Onca acı ve keder oldu; ben yazamadım. Ülkemiz örgütlü bir kötülüğün kıskacı altında iniminim inlerken ben, yazamadım. Ağzı olan, eli kalem tutan fikir beyan ederken ben, yazamadım…
Öyle bir ülkede yaşıyoruz ki aldığım nefesi bile artık israf olarak görmeye başladım. Konuşuyor, yazıyor ve söyleşiyoruz ama hepsi bu. Kimlikler ve aidiyetlikler ön plana çıktığında tüm söylenen “olması gerekler” puff... uçup gidiyor. Kim bizi böyle boş meselelerden kamplara ayırmış? Kim bizim zihnimizi tutsak etmiş? Kim! Kim!

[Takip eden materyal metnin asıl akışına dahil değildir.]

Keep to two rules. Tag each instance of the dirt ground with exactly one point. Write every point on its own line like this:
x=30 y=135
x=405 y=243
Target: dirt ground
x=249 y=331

AFAD da İRAP (İL AFET RİSK AZALTMAPLANI) adı altında çalışmalar ve planlar yapılmakta. Onlarca uzman ve akademisyen bu konuda çalışmalar yaptı. Hatta deprem bölgesinde de bu çalışmalar yapıldı. Buna rağmen bir koordinasyonsuzluk, bir işgüzarlık almış başını gidiyor. Teknik bilgi gerektiren kurumların başında İlahiyat mezunu insanların olması da tam bir ironidir. Kurumlarda işin nasıl olması gerektiğini söyleyen çalışanlar, ya pasifize edilmekte ya da başka kurumlara sürülmekte. Varsa yoksa yandaşlık ve adam kayırmacılık. Bu insanlara harcanan emek ve para da boşa gitmekte. Teknik konularda personelin eğitilmesi, masraflı ve uzun bir süreç gerektirmektedir. Eğitimli ve konunun uzmanı olan kişiler de genelde idealist insanlar oluyor, yanlış uygulama ve söylemde bu insanlar kurum yöneticilerince pasifize ediliyor. Bu birçok kurumda aynı. Yalakalar her devir de ve her şartta kazanıyor. Tabi yalaka olmak için cahil olmak yeterli…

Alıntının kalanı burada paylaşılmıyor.